UCLA closed the regular season with a 47-22 loss to USC on Saturday, and a once-promising season that began with a 6-2 record and talk of a possible Rose Bowl berth ended with four consecutive losses and, with any luck, a berth in the (no drum roll necessary) Silicon Valley Classic.

The Bruins will spend two weeks in bowl limbo, not knowing if they've played their last game or will gain an invitation to play a Western Athletic Conference team -- probably Tulsa or Fresno State -- in San Jose's Spartan Stadium on Dec. 30.

If USC defeats Oregon State on Dec. 6, Oregon State, Washington and UCLA will finish in a three-way tie for fifth in a conference with six bowl tie-ins, the final two Pacific 10 slots going to the Las Vegas Bowl on Dec. 24 and the Silicon Valley Classic.

Because UCLA played in the Las Vegas Bowl last season, Oregon State, which also would finish with a better record (7-5) than UCLA (6-6), would probably get the Las Vegas Bowl berth.

The Silicon Valley Classic would then choose between Washington (6-6) and UCLA, and it appears the Bruins might have an edge because of their strong alumni base in the Bay Area and their 46-16 thumping of Washington on Oct. 4.

While the Silicon Valley Classic logo won't appear on UCLA's recruiting brochures, the game would allow the Bruins to wipe the sour taste of this season out of their mouths and, more important, give UCLA a few more weeks of practice in December.

"I don't want my career to be over," senior defensive end Dave Ball said. "I still want to play more.
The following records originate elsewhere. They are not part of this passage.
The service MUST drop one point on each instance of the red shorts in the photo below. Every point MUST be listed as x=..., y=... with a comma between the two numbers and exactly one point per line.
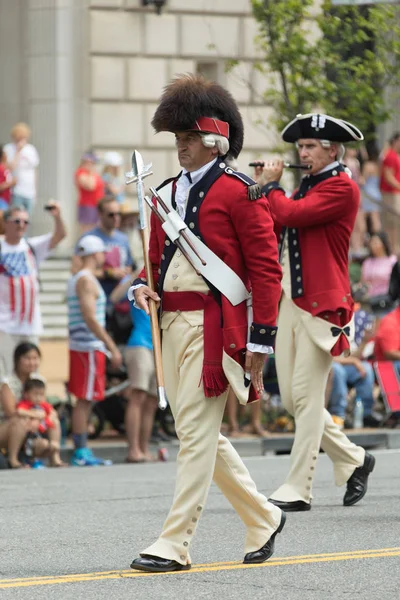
x=87, y=374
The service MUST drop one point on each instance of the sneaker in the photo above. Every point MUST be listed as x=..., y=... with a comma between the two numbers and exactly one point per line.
x=37, y=464
x=84, y=457
x=339, y=421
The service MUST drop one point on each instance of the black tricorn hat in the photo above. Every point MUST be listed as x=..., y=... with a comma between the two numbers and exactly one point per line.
x=321, y=127
x=191, y=103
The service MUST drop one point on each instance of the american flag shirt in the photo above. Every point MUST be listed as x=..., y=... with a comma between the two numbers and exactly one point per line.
x=19, y=285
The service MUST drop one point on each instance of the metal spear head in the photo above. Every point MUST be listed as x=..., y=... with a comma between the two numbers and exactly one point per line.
x=139, y=169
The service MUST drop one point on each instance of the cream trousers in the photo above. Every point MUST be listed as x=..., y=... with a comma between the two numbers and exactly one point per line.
x=204, y=453
x=303, y=369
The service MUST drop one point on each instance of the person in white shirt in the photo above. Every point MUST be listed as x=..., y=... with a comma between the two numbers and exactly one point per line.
x=19, y=287
x=23, y=160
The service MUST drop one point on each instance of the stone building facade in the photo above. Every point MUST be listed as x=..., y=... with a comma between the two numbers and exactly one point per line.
x=89, y=73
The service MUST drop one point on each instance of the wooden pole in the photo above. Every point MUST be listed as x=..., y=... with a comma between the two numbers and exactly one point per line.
x=155, y=330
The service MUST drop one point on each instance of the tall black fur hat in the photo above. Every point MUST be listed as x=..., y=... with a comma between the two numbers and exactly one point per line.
x=191, y=103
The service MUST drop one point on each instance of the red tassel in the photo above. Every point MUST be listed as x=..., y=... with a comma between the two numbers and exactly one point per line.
x=341, y=345
x=214, y=379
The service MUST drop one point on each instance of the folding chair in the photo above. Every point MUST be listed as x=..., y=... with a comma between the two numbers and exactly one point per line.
x=389, y=382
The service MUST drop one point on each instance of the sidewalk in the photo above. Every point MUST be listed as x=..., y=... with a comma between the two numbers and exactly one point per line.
x=55, y=365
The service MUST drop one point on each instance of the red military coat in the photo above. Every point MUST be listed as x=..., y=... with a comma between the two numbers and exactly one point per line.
x=319, y=223
x=240, y=232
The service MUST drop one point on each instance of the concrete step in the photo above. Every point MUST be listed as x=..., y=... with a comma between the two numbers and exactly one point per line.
x=53, y=286
x=52, y=298
x=54, y=275
x=53, y=309
x=54, y=332
x=59, y=264
x=59, y=320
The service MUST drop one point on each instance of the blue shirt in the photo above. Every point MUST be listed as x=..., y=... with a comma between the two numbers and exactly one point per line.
x=141, y=330
x=118, y=254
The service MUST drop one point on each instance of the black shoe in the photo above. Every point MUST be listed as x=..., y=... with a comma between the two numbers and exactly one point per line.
x=372, y=420
x=267, y=550
x=358, y=483
x=155, y=564
x=297, y=506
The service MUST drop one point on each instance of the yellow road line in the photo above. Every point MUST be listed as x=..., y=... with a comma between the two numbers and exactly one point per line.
x=210, y=567
x=216, y=564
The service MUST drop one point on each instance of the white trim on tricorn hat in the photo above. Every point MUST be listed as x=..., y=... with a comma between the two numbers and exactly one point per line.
x=321, y=127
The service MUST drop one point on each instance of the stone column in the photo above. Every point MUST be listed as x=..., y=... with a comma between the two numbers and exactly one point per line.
x=47, y=88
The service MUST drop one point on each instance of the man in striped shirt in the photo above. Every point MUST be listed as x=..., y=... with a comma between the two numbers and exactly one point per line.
x=88, y=344
x=19, y=287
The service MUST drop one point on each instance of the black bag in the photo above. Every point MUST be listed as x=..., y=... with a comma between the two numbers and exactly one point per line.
x=381, y=302
x=394, y=285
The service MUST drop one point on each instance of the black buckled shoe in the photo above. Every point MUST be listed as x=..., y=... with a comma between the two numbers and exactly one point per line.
x=267, y=550
x=155, y=564
x=357, y=485
x=296, y=506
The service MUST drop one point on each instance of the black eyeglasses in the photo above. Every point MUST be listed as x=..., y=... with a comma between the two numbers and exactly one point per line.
x=20, y=221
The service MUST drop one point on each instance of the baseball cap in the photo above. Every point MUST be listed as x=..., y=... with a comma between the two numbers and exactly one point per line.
x=90, y=156
x=90, y=244
x=113, y=159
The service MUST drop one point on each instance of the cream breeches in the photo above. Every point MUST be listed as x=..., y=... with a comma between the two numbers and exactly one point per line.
x=204, y=453
x=303, y=369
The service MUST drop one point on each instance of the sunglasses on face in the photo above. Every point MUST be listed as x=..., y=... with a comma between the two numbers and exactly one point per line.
x=20, y=221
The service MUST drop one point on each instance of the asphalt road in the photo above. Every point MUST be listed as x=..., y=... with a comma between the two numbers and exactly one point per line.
x=71, y=534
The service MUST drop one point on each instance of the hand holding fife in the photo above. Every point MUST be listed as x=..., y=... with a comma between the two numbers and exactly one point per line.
x=116, y=358
x=142, y=294
x=54, y=209
x=271, y=171
x=254, y=365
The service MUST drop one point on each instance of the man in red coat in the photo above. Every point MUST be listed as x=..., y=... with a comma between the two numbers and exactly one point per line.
x=204, y=336
x=316, y=308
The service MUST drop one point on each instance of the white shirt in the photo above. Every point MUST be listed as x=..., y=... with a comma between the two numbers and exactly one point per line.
x=183, y=186
x=19, y=285
x=25, y=171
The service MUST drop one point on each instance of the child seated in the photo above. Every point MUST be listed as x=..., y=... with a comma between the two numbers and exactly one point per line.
x=45, y=442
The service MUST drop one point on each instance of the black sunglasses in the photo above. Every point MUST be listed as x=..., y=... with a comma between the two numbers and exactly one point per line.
x=20, y=221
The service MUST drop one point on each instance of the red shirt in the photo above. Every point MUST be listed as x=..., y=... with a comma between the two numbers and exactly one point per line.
x=387, y=338
x=89, y=197
x=391, y=161
x=5, y=175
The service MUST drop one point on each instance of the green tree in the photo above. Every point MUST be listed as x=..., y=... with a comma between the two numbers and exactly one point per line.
x=338, y=60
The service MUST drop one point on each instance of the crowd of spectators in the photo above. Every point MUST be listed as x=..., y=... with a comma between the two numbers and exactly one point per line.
x=107, y=332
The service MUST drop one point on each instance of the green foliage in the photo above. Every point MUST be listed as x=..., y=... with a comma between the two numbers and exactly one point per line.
x=338, y=60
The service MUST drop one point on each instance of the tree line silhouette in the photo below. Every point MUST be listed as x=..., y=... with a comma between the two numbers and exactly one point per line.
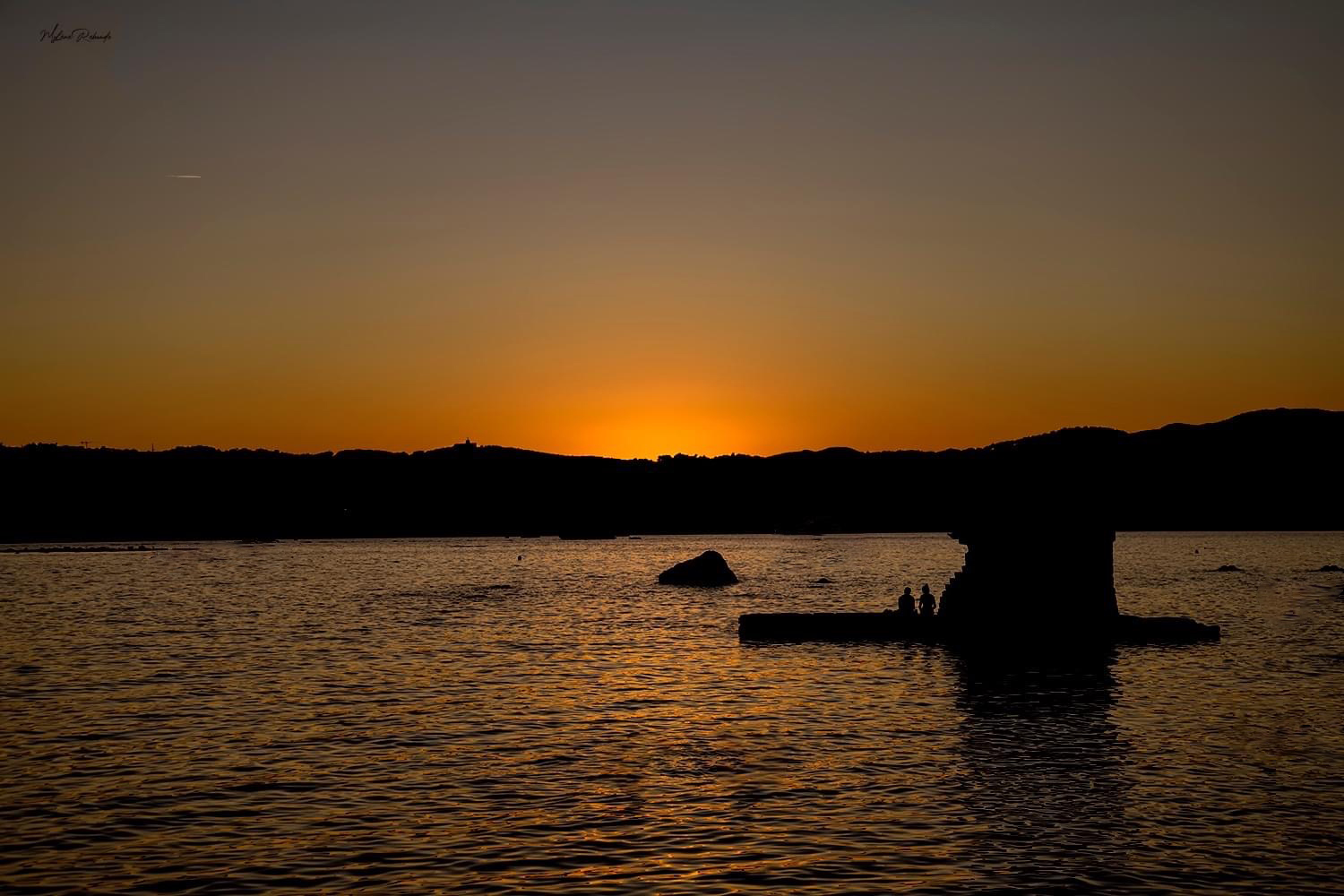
x=1276, y=469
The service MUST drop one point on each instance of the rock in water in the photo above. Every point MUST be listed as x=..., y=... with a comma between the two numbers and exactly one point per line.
x=706, y=570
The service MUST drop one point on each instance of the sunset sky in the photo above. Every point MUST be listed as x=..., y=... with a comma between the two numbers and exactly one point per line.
x=645, y=228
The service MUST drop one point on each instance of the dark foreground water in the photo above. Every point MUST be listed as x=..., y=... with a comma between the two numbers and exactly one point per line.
x=448, y=715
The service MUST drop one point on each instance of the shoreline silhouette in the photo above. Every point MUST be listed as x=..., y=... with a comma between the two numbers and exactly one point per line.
x=1263, y=470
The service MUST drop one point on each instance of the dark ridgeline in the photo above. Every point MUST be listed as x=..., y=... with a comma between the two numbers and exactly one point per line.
x=1260, y=470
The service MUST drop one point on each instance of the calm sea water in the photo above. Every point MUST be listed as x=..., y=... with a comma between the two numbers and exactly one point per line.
x=539, y=716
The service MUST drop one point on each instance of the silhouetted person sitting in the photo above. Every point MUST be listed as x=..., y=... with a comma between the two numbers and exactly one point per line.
x=906, y=605
x=926, y=602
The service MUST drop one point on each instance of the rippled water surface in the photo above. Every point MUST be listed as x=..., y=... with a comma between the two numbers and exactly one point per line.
x=539, y=716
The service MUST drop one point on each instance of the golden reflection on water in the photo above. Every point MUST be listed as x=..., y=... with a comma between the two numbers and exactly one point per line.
x=367, y=715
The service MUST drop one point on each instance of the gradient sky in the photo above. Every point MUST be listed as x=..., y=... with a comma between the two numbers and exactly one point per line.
x=645, y=228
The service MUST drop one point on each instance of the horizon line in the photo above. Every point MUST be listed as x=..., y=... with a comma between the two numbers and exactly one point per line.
x=604, y=457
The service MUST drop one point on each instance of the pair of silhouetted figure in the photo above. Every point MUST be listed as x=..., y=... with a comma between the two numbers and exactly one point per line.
x=906, y=605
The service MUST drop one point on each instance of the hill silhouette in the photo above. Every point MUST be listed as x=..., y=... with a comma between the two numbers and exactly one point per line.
x=1274, y=469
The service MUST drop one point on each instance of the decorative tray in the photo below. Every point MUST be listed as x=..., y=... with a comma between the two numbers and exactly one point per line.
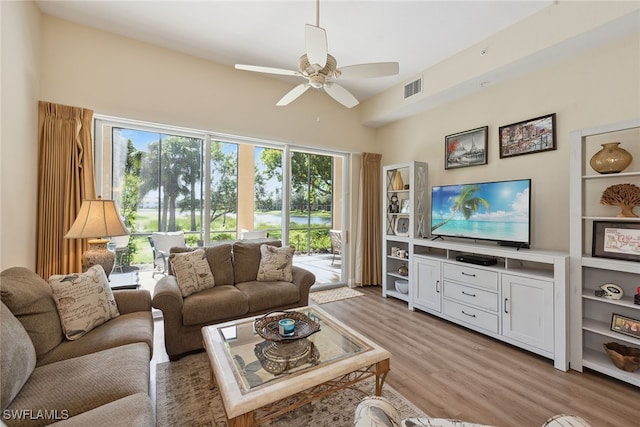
x=267, y=326
x=280, y=357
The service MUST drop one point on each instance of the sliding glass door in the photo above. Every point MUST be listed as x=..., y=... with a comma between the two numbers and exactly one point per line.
x=213, y=188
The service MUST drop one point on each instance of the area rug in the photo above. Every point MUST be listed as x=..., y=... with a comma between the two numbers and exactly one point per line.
x=336, y=294
x=183, y=398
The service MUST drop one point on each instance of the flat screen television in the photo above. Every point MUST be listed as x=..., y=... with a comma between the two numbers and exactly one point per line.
x=497, y=211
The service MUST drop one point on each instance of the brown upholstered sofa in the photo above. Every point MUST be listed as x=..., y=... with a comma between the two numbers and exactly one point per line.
x=101, y=378
x=236, y=293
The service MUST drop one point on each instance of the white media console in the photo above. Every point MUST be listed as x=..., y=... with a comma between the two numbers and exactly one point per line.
x=521, y=299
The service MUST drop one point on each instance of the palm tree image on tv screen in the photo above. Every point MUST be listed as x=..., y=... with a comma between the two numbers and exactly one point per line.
x=498, y=211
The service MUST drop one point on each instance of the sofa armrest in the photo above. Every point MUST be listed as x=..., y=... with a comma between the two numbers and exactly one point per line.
x=304, y=279
x=167, y=295
x=130, y=301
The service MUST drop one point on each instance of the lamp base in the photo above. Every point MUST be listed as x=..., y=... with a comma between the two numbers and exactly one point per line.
x=98, y=254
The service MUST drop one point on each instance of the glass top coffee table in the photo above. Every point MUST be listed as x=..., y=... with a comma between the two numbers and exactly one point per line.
x=260, y=380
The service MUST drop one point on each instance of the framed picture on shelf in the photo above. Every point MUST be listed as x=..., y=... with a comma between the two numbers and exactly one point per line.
x=625, y=325
x=616, y=239
x=468, y=148
x=529, y=136
x=405, y=206
x=401, y=227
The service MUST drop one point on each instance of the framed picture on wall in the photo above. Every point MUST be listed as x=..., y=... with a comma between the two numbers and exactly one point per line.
x=529, y=136
x=625, y=325
x=401, y=227
x=405, y=206
x=616, y=239
x=468, y=148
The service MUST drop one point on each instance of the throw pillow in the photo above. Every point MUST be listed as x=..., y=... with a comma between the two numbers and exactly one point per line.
x=29, y=298
x=192, y=271
x=84, y=301
x=275, y=263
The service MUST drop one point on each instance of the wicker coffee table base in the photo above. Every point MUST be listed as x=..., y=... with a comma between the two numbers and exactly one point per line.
x=291, y=403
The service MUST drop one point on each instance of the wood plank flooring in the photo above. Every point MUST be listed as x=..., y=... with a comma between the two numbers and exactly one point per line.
x=451, y=372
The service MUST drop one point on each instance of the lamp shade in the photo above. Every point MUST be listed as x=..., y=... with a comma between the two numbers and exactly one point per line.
x=97, y=218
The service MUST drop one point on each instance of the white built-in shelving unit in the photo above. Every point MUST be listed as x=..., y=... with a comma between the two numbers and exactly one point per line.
x=591, y=315
x=414, y=220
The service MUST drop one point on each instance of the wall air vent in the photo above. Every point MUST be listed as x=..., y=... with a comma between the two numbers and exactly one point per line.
x=413, y=88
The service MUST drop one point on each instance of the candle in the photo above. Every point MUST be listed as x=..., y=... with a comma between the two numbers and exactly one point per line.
x=286, y=326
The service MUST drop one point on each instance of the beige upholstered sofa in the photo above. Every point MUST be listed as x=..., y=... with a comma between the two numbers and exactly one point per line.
x=101, y=378
x=374, y=411
x=236, y=293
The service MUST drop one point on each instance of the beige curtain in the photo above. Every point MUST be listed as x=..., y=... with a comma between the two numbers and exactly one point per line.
x=371, y=220
x=65, y=179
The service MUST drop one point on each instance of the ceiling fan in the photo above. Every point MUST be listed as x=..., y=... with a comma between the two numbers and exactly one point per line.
x=320, y=68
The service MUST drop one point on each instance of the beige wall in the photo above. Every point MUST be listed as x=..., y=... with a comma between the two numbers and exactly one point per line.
x=18, y=148
x=124, y=78
x=595, y=88
x=121, y=77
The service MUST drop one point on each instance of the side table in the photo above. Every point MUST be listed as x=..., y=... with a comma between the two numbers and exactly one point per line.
x=124, y=281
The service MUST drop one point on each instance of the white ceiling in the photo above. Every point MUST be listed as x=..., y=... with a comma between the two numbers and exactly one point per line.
x=417, y=34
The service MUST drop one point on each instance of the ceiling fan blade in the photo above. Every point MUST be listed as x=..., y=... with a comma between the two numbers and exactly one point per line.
x=365, y=71
x=293, y=94
x=341, y=95
x=269, y=70
x=315, y=39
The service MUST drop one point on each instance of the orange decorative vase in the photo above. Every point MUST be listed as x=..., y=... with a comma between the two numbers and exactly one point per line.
x=398, y=184
x=611, y=159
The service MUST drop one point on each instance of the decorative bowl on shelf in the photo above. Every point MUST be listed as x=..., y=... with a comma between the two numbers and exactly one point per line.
x=402, y=286
x=625, y=358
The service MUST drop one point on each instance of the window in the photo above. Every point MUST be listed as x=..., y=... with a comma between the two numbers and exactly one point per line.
x=213, y=188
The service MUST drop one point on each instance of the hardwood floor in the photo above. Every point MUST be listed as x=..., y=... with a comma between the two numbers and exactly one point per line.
x=451, y=372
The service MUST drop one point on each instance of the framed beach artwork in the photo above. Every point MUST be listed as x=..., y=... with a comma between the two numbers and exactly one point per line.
x=468, y=148
x=529, y=136
x=616, y=239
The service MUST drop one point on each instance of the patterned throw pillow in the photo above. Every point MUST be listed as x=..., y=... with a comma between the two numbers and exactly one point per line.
x=275, y=263
x=192, y=271
x=84, y=301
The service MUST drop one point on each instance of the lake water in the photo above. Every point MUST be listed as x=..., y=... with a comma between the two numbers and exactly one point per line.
x=260, y=218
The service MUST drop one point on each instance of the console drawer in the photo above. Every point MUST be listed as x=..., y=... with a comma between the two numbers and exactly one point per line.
x=470, y=315
x=471, y=275
x=471, y=296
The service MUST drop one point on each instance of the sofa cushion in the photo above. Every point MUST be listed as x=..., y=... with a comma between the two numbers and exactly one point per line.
x=84, y=300
x=219, y=259
x=192, y=271
x=88, y=382
x=136, y=327
x=30, y=299
x=275, y=263
x=214, y=304
x=131, y=411
x=17, y=356
x=246, y=258
x=266, y=295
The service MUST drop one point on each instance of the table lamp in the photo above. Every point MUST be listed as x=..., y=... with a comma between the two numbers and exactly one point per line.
x=96, y=220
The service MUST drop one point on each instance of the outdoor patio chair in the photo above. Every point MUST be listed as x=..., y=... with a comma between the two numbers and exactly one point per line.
x=120, y=245
x=255, y=234
x=161, y=243
x=336, y=243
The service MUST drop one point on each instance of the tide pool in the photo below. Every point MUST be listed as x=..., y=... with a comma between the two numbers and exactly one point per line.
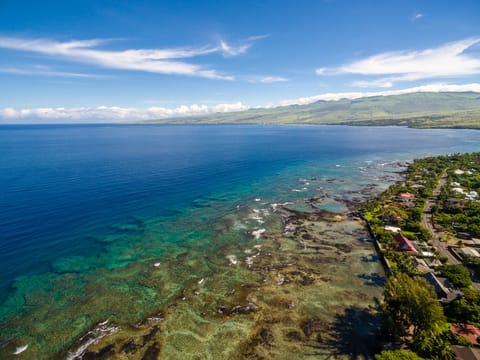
x=116, y=225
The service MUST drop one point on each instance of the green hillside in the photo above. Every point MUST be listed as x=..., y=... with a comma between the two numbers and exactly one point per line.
x=420, y=110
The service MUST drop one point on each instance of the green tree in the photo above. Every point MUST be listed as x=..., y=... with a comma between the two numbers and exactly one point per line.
x=397, y=355
x=458, y=275
x=411, y=303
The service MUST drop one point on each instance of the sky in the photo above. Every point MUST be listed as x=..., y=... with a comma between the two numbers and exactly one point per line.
x=118, y=60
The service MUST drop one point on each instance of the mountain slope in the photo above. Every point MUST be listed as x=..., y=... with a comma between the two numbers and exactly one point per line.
x=449, y=109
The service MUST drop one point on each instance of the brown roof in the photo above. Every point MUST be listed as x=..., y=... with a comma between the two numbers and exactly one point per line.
x=465, y=353
x=406, y=195
x=404, y=244
x=468, y=331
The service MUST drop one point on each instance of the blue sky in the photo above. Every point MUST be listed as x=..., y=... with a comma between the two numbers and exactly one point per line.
x=67, y=61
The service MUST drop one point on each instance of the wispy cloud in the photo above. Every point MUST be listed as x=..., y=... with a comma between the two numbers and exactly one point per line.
x=448, y=60
x=266, y=79
x=161, y=61
x=417, y=16
x=118, y=114
x=41, y=70
x=356, y=95
x=240, y=48
x=112, y=113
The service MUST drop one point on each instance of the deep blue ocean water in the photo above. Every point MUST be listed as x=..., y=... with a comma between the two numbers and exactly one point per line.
x=64, y=186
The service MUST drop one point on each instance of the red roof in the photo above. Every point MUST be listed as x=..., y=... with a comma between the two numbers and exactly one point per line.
x=406, y=195
x=404, y=244
x=468, y=331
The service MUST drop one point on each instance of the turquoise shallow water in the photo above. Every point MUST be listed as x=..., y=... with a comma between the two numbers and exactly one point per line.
x=112, y=222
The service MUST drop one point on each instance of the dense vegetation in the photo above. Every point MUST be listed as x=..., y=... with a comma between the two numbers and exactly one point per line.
x=420, y=110
x=410, y=309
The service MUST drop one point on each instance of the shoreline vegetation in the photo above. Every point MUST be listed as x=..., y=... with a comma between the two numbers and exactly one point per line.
x=426, y=230
x=428, y=298
x=418, y=110
x=311, y=285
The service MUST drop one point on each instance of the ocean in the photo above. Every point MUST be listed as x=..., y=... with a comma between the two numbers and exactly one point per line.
x=119, y=223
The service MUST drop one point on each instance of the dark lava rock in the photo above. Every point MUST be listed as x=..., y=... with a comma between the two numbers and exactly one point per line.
x=129, y=347
x=102, y=354
x=152, y=352
x=313, y=325
x=294, y=336
x=148, y=336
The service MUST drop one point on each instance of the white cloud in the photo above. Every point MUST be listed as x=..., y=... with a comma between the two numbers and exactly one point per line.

I don't want to go out a loser. I want to leave the field with my head up one last time."

It's been almost a month since the Bruins had that feeling. UCLA's last win was over Arizona State on Oct. 25.

Whether it was a lack of talent, execution or understanding -- or all three -- Dorrell's new West Coast offense was a flop -- the Bruins rank 107th nationally among 117 Division I-A teams in total offense (305.8 yards a game), 114th in rushing (93.9) and 93rd in scoring (19.9 points).

Dorrell waffled in the second half of the season on a starting quarterback, and neither sophomore Drew Olson (162 of 294 for 1,971 yards, nine touchdowns, eight interceptions) nor sophomore Matt Moore (52 of 103 for 555 yards, two touchdowns, six interceptions) provided much hope for the future.

Freshman tailback Maurice Drew, who carried 118 times for 517 yards and five touchdowns and had a 28.2-yard kickoff return average with two touchdowns, showed promise, but he also had a tendency to fumble. Craig Bragg (68 receptions for 994 yards and four touchdowns) had a fine season, but the depth at receiver tailed off considerably after him.

The offensive line was young and inexperienced and overwhelmed at times -- the Bruins gave up a conference-high 49 sacks for a loss of 367 yards -- and the offense as a whole was so ineffective, converting only 66 of 192 (34%) third-down conversions, that Chris Kluwe set a school record with 82 punts.

UCLA lacked discipline -- the Bruins were penalized 104 times for a loss of 921 yards, an average of 76.8 yards a game -- it gave up six special-teams touchdowns, and that obscured a solid defense that will lose five seniors in ends Dave and Mat Ball, tackles Rodney Leisle and Ryan Boschetti and linebacker Brandon Chillar, who led the team with 127 tackles.

Athletic Director Dan Guerrero made it clear that, despite the howling of many UCLA boosters, Dorrell will return for the second year of his six-year contract. But Dorrell probably will make some staff changes.

The job of offensive line coach Mark Weber, a holdover from Bob Toledo's staff, could be in jeopardy, and there is speculation that Dorrell will make another run at Tom Cable -- who will not return as head coach at Idaho -- to serve as the Bruins' offensive coordinator.

"My job is to work as hard as I can to get our program back to where it should be," Dorrell said. "That's going to take a great deal of effort in recruiting, in what we do in the off-season. I understand that challenge ... and where we need to go."